Pd, la resa dei conti
Siamo al lumicino, a una resa dei conti ormai sul tono del film di Tarantino Le Iene: tutti contro tutti. Non più neppure correnti, bande, gruppi ma tanti individui allo sbaraglio: per un vitalizio, per un risarcimento danni, per protervia, per riscatto o vendetta. Il PD è alla frutta, ed è lo specchio di questa Italia malandata e affaristica, depressa e vendicativa, che guarda alle sue spalle e non all’orizzonte che ha davanti. Un Paese distrutto, non tanto nella geografia fisica, quanto in quella umana; non proprio nel capitale economico, ma soprattutto nel capitale sociale. Un congresso?, Elezioni? Il PD non esiste più, o almeno non come l’abbiamo conosciuto finora.
I toni ultimativi della kermesse della sinistra e gli ultimatum dei tre sfidanti alla segreteria hanno irrigidito Matteo Renzi. Domani il segretario trarrà il dado: non sono io a volere la rottura, siete voi che avete cambiato idea non perdendo occasione per demolire me e quanto fatto in questi anni, sarà il ragionamento del leader che, dopo aver ripetuto che il governo Gentiloni non ha scadenza, si dimetterà convocando il congresso subito per celebrare le primarie o il 9 aprile o, al massimo, il 7 maggio.
A poche ore dall’assemblea, che porterà alla scissione se nessuno dei due fronti si fermerà, fervono i contatti: data per scontata l’uscita di Massimo D’Alema e Pier Luigi Bersani, Lorenzo Guerini, Dario Franceschini e Andrea Orlando provano, a quanto si apprende, a convincere l’area che fa capo a Michele Emiliano ed Enrico Rossi. Ma tra i fedelissimi, cresce l’insofferenza contro i “ricatti” della minoranza e la linea trattativista che, come dice il consigliere economico di Renzi Luigi Marattin, “fa tanto saggio ma non considera la realtà”, cioè che l’unico obiettivo della minoranza, secondo i renziani, è solo ottenere la testa di Renzi e quindi nessuna mediazione basterebbe.
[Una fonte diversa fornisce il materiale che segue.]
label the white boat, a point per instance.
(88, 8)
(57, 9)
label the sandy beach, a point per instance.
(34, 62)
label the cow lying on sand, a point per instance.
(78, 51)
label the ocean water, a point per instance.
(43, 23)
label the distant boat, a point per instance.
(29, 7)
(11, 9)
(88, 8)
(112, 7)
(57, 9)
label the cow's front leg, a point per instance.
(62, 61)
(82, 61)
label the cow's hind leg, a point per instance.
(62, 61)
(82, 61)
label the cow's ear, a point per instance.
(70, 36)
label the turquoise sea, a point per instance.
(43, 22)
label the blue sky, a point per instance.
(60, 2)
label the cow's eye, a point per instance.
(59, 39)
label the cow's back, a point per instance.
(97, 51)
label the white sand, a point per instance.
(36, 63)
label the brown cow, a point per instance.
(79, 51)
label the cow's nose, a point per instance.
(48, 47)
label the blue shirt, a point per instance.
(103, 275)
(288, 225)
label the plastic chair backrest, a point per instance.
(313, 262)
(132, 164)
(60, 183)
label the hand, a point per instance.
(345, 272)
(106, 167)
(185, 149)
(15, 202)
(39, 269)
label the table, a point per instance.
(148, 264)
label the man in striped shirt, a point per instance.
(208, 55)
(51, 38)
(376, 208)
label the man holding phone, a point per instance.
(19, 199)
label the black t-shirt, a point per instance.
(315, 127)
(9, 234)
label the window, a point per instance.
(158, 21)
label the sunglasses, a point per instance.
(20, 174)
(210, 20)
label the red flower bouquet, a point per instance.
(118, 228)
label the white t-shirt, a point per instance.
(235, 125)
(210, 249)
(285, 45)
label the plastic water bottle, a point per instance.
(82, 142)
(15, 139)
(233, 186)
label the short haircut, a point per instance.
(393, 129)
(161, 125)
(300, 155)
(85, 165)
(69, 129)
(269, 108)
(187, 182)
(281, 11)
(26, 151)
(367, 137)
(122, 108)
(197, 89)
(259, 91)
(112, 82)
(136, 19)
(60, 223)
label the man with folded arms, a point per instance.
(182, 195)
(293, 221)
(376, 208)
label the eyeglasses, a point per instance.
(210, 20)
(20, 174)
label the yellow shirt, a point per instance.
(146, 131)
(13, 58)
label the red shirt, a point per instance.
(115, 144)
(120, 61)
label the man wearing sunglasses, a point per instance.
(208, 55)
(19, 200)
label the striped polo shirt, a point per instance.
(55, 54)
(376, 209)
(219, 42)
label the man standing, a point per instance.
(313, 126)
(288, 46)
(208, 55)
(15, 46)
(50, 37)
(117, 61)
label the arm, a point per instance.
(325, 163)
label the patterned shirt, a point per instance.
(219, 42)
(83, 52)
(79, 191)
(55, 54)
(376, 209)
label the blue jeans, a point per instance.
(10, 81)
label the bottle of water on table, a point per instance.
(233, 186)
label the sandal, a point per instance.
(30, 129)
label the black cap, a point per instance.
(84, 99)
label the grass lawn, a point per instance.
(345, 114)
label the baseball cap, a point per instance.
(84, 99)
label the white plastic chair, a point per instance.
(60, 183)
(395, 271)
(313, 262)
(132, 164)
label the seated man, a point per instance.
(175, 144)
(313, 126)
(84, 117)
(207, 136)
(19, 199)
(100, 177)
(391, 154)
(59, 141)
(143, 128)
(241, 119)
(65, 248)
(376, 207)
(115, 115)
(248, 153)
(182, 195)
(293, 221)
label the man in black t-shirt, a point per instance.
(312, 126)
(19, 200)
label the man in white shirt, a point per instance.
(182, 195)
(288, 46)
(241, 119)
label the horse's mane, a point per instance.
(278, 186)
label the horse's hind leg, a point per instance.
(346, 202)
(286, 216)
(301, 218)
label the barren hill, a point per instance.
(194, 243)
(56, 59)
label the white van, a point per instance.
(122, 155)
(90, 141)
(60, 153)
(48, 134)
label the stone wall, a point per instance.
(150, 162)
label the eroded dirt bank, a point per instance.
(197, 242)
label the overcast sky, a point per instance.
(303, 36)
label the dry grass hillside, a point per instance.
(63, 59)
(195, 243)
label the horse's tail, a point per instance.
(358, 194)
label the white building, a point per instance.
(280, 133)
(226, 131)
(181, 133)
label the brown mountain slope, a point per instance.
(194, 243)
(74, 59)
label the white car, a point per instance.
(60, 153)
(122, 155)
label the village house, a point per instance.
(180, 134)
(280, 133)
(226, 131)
Renzi da Firenze sta sentendo tutti ma, a quanto si apprende, domani tirerà dritto, mettendo in fila la strumentalità delle ragioni della minoranza e convinto di avere dalla sua i numeri dell’Assemblea, dove il 65 per cento dei componenti è della maggioranza dem. Certo ribadirà, come già detto in direzione ma per togliere ogni “alibi” alla minoranza, che il governo deve lavorare, non ha scadenza pur sottolineando l’incongruenza della sinistra interna che, quando Gentiloni si insediò dopo le dimissioni di Renzi, annunciò che avrebbe valutato l’attività del governo provvedimento per provvedimento. Ma d’altra parte, incalzerà l’ex premier, anche sul congresso è stata la sinistra a cambiare più volte idea, chiedendo prima di non farlo, poi di farlo e ora di rinviarlo a settembre.
A questo punto va anche bene un confronto programmatico nella fase di avvio del congresso, come proposto da Orlando e Martina, ma l’iter congressuale deve concludersi prima delle amministrative per avere in sella un leader pienamente legittimato. L’ultima offerta, arrivata dall’area di Emiliano, di fare le primarie a luglio pur aprendo subito il congresso sarebbe stata, a quanto si apprende, rinviata al mittente.
Se la minoranza accetta la fase programmatica dentro il congresso le primarie potrebbero celebrarsi il 7 maggio altrimenti, se la minoranza dirà no, il congresso può anche chiudersi il 9 aprile. “A questo punto vediamo che cosa fa Emiliano, se davvero vuole unirsi con quelli che oggi cantavano Bandiera Rossa“, ironizzano i renziani duri e puri sottolineando la distanza siderale tra le due anime del partito e convinti che “la scissione non è il peggiore dei mali” ma un nuovo inizio per tornare al renzismo della prima ora.